Quais serão as implicações reais do Regulamento dos Serviços Digitais (DSA) e do Regulamento dos Mercados Digitais (DMA)?
O DSA e o DMA têm objetivos diferentes. O DSA aplica-se ao setor em geral. O DMA aplica-se aos gatekeepers (em português, controladores de acesso), que são as grandes tecnológicas e plataformas.
O DSA pretende criar um espaço digital mais seguro e transparente para proteção das pessoas, nomeadamente de menores. Por isso, impõem-se, entre outras, obrigações como: a adoção de mecanismos de sinalização de conteúdos ilegais (e mesmo a suspensão de contas que os promovam com frequência); a adoção de mecanismos de verificação de vendedores em mercados virtuais; a prestação de informações sobre políticas de moderação de conteúdos. As grandes empresas vão ter ainda mais obrigações, como a adoção de medidas proativas de mitigação de riscos.
Já o DMA visa questões como a interoperabilidade, os dados e as relações comerciais entre prestadores de serviço. O objetivo é manter os mercados contestáveis ou abertos, i.e., garantir que há concorrência no mercado e permitir que as empresas cheguem aos utilizadores. Pode até obrigar as empresas afetadas a ter de alterar o seu modelo de negócio. Por exemplo, vai ser possível fazer download de apps de lojas de aplicações concorrentes e pagar através de diversos meios de pagamento.

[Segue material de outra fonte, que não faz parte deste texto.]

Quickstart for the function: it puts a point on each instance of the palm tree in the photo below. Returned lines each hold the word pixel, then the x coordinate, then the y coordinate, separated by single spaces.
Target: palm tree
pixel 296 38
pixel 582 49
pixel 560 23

No entanto, o impacto pode vir a ser menor do que o esperado. Primeiro, algumas das regras são vagas e sujeitas a interpretações divergentes.
Segundo, outras dependem da vontade de terceiros, nomeadamente dos utilizadores. É o caso da obrigação de assegurar a interoperabilidade com sistemas de mensagens instantâneas concorrentes, que depende do acordo dos utilizadores.
Terceiro, entendendo-se que a qualidade das pesquisas online depende do acesso a dados de pesquisas anteriores, o DMA consagra uma obrigação de acesso para os gatekeepers. Ora a concessão do acesso não é assim tão simples, pois os dados têm de ser anonimizados, o que, naturalmente, prejudica a sua qualidade. Para além disso, o acesso não tem de ser gratuito. Haverá certamente discussão sobre o que são termos razoáveis a aplicar.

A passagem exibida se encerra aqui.